Dehydration: The Main Risk
The virus itself isn’t usually dangerous. Dehydration is. When you’re losing fluid from both ends simultaneously, your body can fall behind quickly. Children, older adults, and people with weakened immune systems are most vulnerable.
Early signs of dehydration include dry mouth, decreased urination, dark-colored urine, and feeling lightheaded when you stand up. In children, watch for fewer wet diapers, crying without tears, and unusual sleepiness or fussiness. More serious dehydration shows up as sunken eyes, skin that stays pinched when you pull it (rather than snapping back), a weak or rapid pulse, and a generally limp or unresponsive appearance. Research on dehydration in children with gastroenteritis found that when two or more of those signs appear together, it typically indicates a fluid loss of at least 5% of body weight, which needs prompt medical attention. Untreated severe dehydration can lead to dangerous electrolyte imbalances and kidney problems.
How to Manage It at Home
There’s no antiviral medication that treats stomach flu. Recovery is about managing symptoms and replacing lost fluids until your body clears the virus on its own.
Oral rehydration is the cornerstone of treatment. Water alone isn’t ideal because you’re also losing electrolytes like sodium and potassium through vomiting and diarrhea. Oral rehydration solutions, available at most pharmacies, contain a balanced mix of water, salts, and a small amount of sugar (typically 2% to 3% carbohydrate) designed to maximize absorption.
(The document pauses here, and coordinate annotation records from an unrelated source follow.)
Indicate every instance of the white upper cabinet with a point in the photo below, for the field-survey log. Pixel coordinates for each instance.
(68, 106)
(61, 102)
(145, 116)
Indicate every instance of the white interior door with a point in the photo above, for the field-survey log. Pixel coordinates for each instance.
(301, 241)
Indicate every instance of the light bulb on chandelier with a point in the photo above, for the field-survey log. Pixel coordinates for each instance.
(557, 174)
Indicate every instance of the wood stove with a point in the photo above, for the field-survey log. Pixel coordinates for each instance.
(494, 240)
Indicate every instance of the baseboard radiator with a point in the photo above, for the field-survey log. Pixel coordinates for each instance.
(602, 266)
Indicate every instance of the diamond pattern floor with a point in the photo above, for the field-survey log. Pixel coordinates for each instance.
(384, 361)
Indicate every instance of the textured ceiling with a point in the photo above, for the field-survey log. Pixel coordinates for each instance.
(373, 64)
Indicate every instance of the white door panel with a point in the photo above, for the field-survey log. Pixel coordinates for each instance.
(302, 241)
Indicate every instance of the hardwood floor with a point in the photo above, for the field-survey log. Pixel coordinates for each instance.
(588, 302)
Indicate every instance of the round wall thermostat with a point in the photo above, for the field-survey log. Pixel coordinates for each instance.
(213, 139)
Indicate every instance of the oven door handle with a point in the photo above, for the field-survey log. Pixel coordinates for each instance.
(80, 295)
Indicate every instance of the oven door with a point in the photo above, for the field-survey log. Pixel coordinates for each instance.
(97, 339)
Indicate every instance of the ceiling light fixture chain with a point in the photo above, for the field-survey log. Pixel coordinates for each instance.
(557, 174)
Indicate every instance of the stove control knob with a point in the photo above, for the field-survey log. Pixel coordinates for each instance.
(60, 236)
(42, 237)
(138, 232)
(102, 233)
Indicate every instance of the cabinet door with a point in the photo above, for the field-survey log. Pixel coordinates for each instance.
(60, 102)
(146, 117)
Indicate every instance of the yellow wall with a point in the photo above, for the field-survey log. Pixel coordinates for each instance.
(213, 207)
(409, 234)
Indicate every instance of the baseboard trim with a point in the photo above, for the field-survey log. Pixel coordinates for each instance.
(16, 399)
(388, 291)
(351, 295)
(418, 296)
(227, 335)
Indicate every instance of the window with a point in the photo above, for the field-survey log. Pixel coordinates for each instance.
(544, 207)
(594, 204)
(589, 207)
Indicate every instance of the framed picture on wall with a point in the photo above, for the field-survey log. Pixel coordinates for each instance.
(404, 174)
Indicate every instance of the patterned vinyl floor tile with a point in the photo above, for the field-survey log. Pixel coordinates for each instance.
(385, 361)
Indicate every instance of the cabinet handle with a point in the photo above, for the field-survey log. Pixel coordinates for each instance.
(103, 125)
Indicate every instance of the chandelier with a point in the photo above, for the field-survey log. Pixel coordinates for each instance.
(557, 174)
The sugar isn’t just for taste; it helps your intestine pull sodium and water back into your body through a transport mechanism the virus doesn’t fully disable.
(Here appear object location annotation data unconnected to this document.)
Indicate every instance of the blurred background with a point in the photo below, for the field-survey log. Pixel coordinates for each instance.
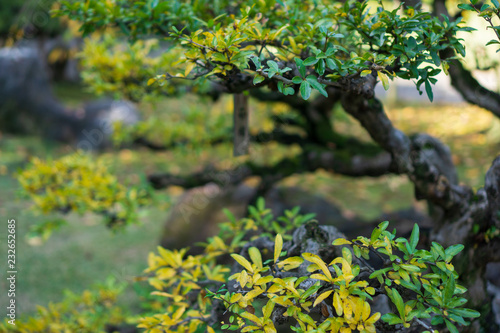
(48, 110)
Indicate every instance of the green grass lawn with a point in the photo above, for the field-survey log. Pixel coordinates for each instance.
(85, 252)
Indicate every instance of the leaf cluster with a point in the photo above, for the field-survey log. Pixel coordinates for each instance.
(268, 286)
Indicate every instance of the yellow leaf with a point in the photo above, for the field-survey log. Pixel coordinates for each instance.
(189, 68)
(318, 261)
(255, 256)
(278, 245)
(267, 310)
(322, 297)
(290, 263)
(341, 241)
(242, 261)
(251, 317)
(337, 304)
(365, 73)
(384, 79)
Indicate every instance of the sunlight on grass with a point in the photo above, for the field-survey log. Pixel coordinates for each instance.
(79, 254)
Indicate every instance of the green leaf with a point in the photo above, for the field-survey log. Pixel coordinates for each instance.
(384, 79)
(392, 319)
(341, 241)
(305, 90)
(300, 66)
(365, 72)
(320, 67)
(278, 246)
(453, 251)
(465, 6)
(256, 62)
(316, 85)
(398, 301)
(428, 90)
(258, 79)
(467, 313)
(493, 41)
(330, 63)
(449, 290)
(452, 328)
(273, 65)
(414, 237)
(310, 61)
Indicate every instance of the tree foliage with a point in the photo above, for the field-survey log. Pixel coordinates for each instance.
(309, 55)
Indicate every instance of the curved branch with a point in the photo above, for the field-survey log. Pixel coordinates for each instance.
(354, 166)
(461, 78)
(428, 170)
(262, 137)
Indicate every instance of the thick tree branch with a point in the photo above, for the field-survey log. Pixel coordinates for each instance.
(276, 135)
(425, 160)
(461, 78)
(337, 162)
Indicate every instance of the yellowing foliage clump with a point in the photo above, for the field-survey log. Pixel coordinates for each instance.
(267, 287)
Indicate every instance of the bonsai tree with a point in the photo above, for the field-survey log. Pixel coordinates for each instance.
(312, 56)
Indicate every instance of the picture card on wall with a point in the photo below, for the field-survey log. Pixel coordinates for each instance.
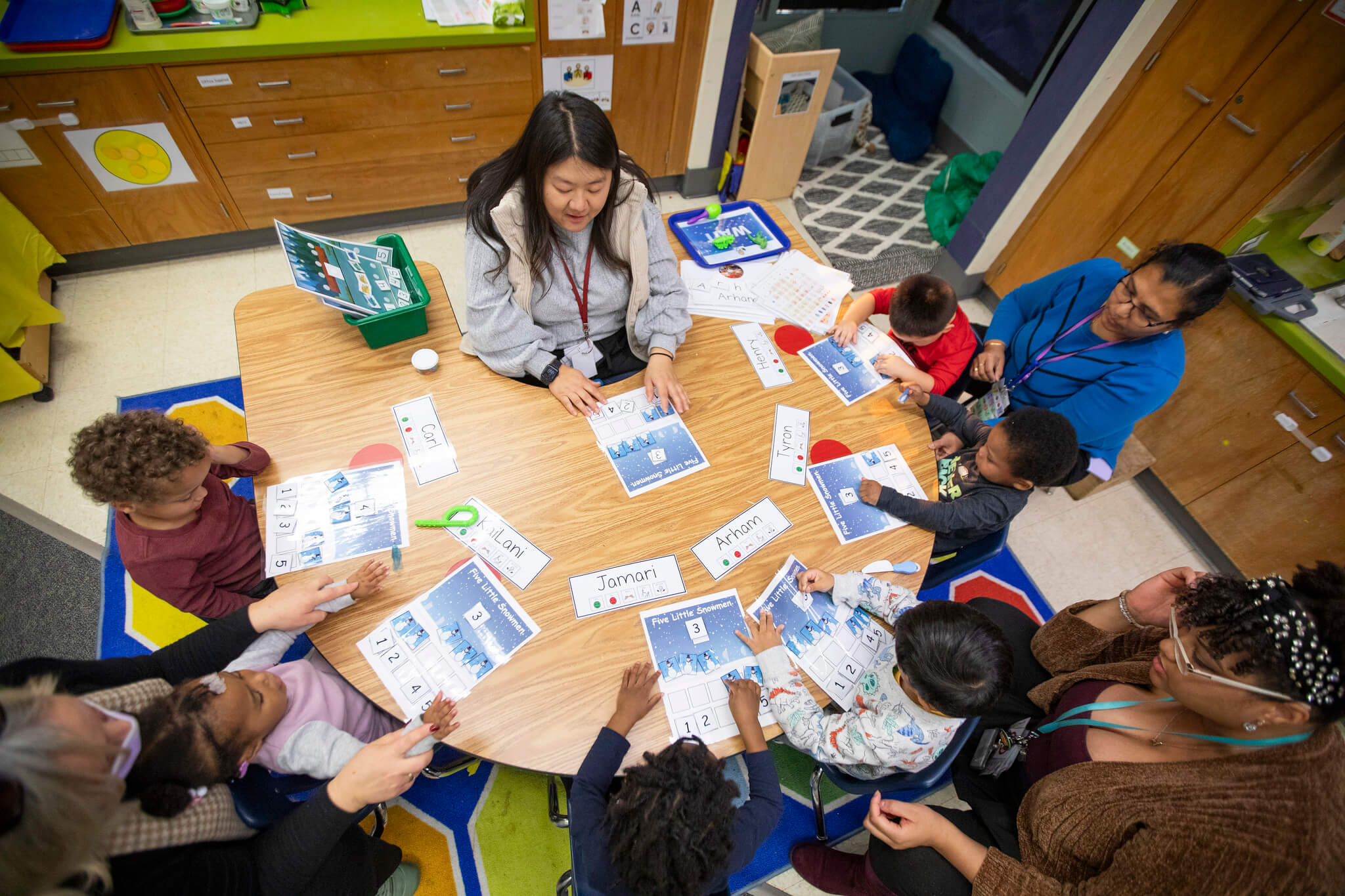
(721, 551)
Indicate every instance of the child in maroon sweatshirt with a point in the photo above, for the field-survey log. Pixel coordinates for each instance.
(185, 536)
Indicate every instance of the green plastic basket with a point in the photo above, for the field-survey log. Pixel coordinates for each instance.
(391, 327)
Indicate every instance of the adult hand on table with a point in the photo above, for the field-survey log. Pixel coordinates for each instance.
(291, 606)
(659, 378)
(639, 694)
(990, 364)
(380, 771)
(576, 393)
(946, 445)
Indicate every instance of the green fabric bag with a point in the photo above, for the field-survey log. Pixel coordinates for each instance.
(954, 190)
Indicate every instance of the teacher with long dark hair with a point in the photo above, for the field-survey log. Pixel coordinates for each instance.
(572, 282)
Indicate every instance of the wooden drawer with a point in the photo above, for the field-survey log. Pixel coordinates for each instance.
(337, 191)
(275, 79)
(387, 109)
(370, 146)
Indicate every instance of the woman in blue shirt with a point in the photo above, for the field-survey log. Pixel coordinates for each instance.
(1101, 344)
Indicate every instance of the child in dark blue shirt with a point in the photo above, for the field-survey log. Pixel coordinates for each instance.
(671, 828)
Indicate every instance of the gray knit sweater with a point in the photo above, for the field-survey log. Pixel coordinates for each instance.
(512, 343)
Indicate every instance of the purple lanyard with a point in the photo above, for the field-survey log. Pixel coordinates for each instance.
(1042, 360)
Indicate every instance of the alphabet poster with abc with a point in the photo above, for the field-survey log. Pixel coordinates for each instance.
(694, 647)
(449, 639)
(833, 644)
(837, 485)
(646, 445)
(335, 515)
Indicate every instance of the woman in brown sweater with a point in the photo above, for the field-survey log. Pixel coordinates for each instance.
(1214, 767)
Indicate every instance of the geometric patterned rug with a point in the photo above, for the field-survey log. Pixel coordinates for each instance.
(485, 829)
(866, 213)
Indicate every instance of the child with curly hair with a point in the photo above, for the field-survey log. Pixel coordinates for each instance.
(671, 828)
(298, 717)
(183, 535)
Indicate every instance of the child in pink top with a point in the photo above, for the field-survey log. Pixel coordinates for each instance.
(183, 535)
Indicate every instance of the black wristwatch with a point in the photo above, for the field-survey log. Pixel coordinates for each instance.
(552, 371)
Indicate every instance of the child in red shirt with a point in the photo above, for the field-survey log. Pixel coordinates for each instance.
(927, 324)
(183, 535)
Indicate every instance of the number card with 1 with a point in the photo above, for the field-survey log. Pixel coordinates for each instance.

If you can’t keep liquids down, take small, frequent sips rather than gulping large amounts. A few tablespoons every five to ten minutes often stays down better than a full glass. For children, the same approach applies with even smaller amounts. Popsicles or ice chips can help if sipping is difficult.
Once the vomiting eases, you can reintroduce bland, easy-to-digest foods. There’s no need to follow a strict diet, but most people feel better starting with simple carbohydrates like toast, rice, or crackers before moving back to their normal meals. Avoid dairy, caffeine, alcohol, and fatty or heavily spiced foods until your gut has had a chance to recover.
Preventing the Spread
Norovirus is remarkably hardy. It survives on countertops, doorknobs, and other hard surfaces long enough to infect the next person who touches them. Standard household cleaners often aren’t enough to kill it. The CDC recommends using a bleach solution of 5 to 25 tablespoons of standard household bleach per gallon of water to disinfect contaminated surfaces.
Handwashing with soap and water is more effective than alcohol-based hand sanitizers against norovirus. Wash thoroughly after using the bathroom, before preparing food, and after caring for someone who’s sick. If someone in your household has stomach flu, clean any contaminated surfaces, bedding, and clothing promptly, and try to avoid sharing towels and utensils during the contagious period.
The Rotavirus Vaccine
While there’s no vaccine for norovirus, rotavirus vaccination has dramatically reduced the burden of stomach flu in young children. The vaccine, given orally in two or three doses starting at two months of age, provides 85% to 98% protection against severe rotavirus illness and hospitalization during an infant’s first year, and 74% to 87% protection against rotavirus illness of any severity. All doses should be completed before a child turns eight months old, with the first dose given before 15 weeks of age. Since the vaccine’s introduction, rotavirus hospitalizations in children have dropped substantially in countries with routine vaccination programs.